Postby Michael on Wed Jul 24, 2019 6:35 pm

Change the monetary system to a moral one


Ok. I'm game. What system is that? How do we change this one specificially?


Presently, money is created as debt by a private banking system connected to international banking systems. Instead of this, the government should be much more protective of its nation's economy and also create money without it starting as debt. It can be created as free or positive money by spending it into the economy as infrastructure with things such as roads, bridges, hospitals, schools, etc. The risk of doing this is creating too much inflation too quickly, which also exists In the current system and has the added detriment of creating debt at the same time. My suggestion creates transparency and removes the debt aspect.

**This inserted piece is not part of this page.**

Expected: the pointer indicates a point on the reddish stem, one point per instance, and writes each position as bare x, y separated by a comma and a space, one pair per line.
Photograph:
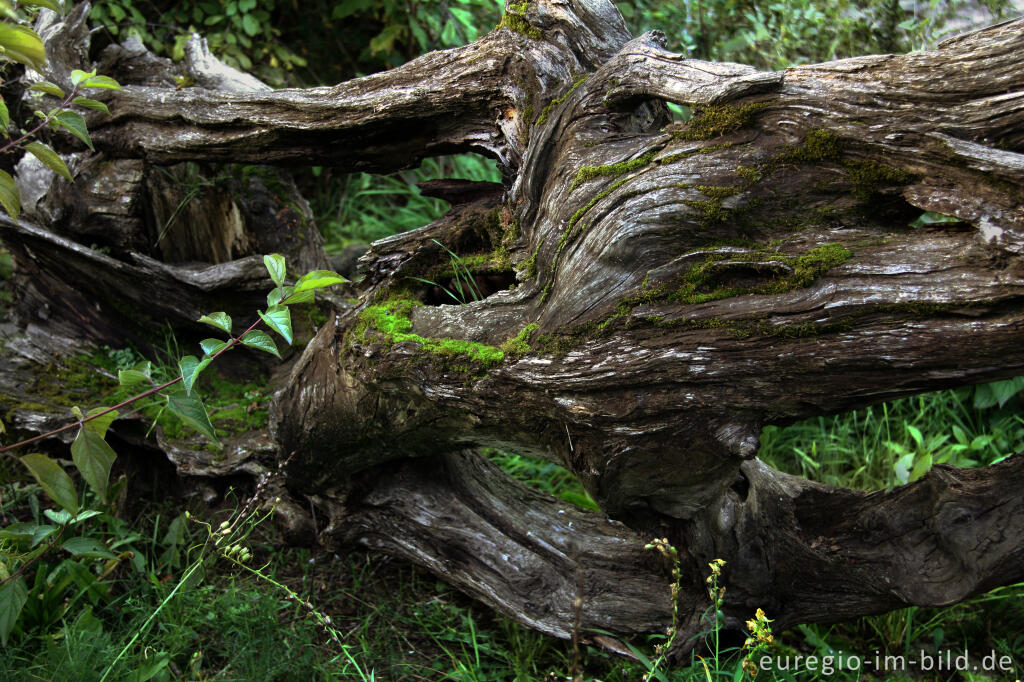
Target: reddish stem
230, 344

Instead of private banks using fractional reserve banking to increase the money supply in a mostly opaque system, the government would control the creation and distribution of money, maintain a balance of liquidity to total value (I do not know the industry standard jargon, but I think this terminology can do) and make it completely transparent. The government would also have a protective attitude toward its money system from being influenced improperly by international banking.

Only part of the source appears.